The food was awesome. Really, awesome.
“This would have been a 400,000 Yen dinner in Tokyo,” my ghost commented, “and it would have been worth it. I didn’t eat this well when I was alive, and I was a movie star!”
“Really, I thought you would have had feast, after feast, after feast.” I responded in my mind.
“No, I had to watch my weight for the movies.”
“Oh, I never would have known that. You’re such a portly fellow, after all.” I don’t know where that came from inside me, but I delivered it deadpan.
The superior expression came off his face and was replaced by puffy, purple, cheeks, and fiery red eyes. Steam rose from the crown of my Bhodisattva’s head. I anticipated a tirade of furious Japanese, but it never came. All I heard was a rapid tweeting noise as his lips moved, fluttering like red sparrow wings at sunset.

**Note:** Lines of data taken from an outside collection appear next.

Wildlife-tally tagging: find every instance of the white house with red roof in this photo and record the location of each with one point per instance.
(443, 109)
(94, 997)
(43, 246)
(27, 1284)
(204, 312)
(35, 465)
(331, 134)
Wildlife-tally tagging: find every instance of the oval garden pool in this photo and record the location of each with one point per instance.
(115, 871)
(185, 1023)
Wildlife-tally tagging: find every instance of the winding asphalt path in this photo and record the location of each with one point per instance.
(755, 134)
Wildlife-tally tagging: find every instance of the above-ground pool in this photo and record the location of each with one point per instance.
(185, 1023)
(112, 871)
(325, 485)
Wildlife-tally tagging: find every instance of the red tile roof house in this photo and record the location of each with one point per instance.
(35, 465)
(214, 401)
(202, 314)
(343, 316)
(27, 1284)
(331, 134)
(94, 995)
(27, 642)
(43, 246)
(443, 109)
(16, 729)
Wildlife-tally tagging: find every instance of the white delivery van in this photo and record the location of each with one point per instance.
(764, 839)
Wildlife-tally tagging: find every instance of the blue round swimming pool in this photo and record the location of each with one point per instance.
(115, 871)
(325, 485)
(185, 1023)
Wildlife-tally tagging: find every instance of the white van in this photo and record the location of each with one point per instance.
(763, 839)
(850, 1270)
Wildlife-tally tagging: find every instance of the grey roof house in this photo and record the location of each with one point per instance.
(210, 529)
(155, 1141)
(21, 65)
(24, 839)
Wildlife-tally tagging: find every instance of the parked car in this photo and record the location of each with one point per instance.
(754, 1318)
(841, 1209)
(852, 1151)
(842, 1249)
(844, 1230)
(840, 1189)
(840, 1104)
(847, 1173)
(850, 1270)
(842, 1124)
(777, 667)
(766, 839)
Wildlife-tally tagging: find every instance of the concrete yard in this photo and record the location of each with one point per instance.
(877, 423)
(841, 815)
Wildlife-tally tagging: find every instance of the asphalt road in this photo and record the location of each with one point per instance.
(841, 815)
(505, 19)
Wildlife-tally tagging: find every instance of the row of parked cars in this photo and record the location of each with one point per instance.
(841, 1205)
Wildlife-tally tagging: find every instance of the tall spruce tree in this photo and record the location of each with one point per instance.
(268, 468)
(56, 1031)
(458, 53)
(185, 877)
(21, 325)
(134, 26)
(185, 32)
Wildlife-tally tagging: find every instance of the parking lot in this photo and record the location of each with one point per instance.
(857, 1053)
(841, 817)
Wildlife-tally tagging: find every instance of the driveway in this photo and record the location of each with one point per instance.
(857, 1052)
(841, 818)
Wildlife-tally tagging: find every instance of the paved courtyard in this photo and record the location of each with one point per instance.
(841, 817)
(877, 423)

Feeling pleased with myself, I drank some of the really nice red wine that had appeared in my glass. I don’t know wine like I know weed, but this stuff did things to the brie en croute that turned it from amusing into sucking on the boob of Mother Earth joy. I forgot about the pissed off spirit in my head, and got down to some serious exploration of viticulture.
Honestly, I felt amazing. I don’t think puffing on my Buddha had ever quite lifted me to the loving, floaty, heights that the food did. The same for the wine. There was bliss. Then there was an attack of the munchies, piercing in intensity.
It seemed like seconds before my plate was empty and I was trotting back to the line.
Somewhere in the back of my brain, I noticed that I was not the only one feeling this way. I was awash with a feeling of loving kinship, and hugged everyone of the people who were returning for more food. Some of them kissed me. I kissed them back.
Touching people felt so good and so right!
When I got back to the table, the brides were making out. That sort of thing seemed to be spreading around the room. Where people weren’t sucking face, little knots of people were cuddling as though their lives depended on it.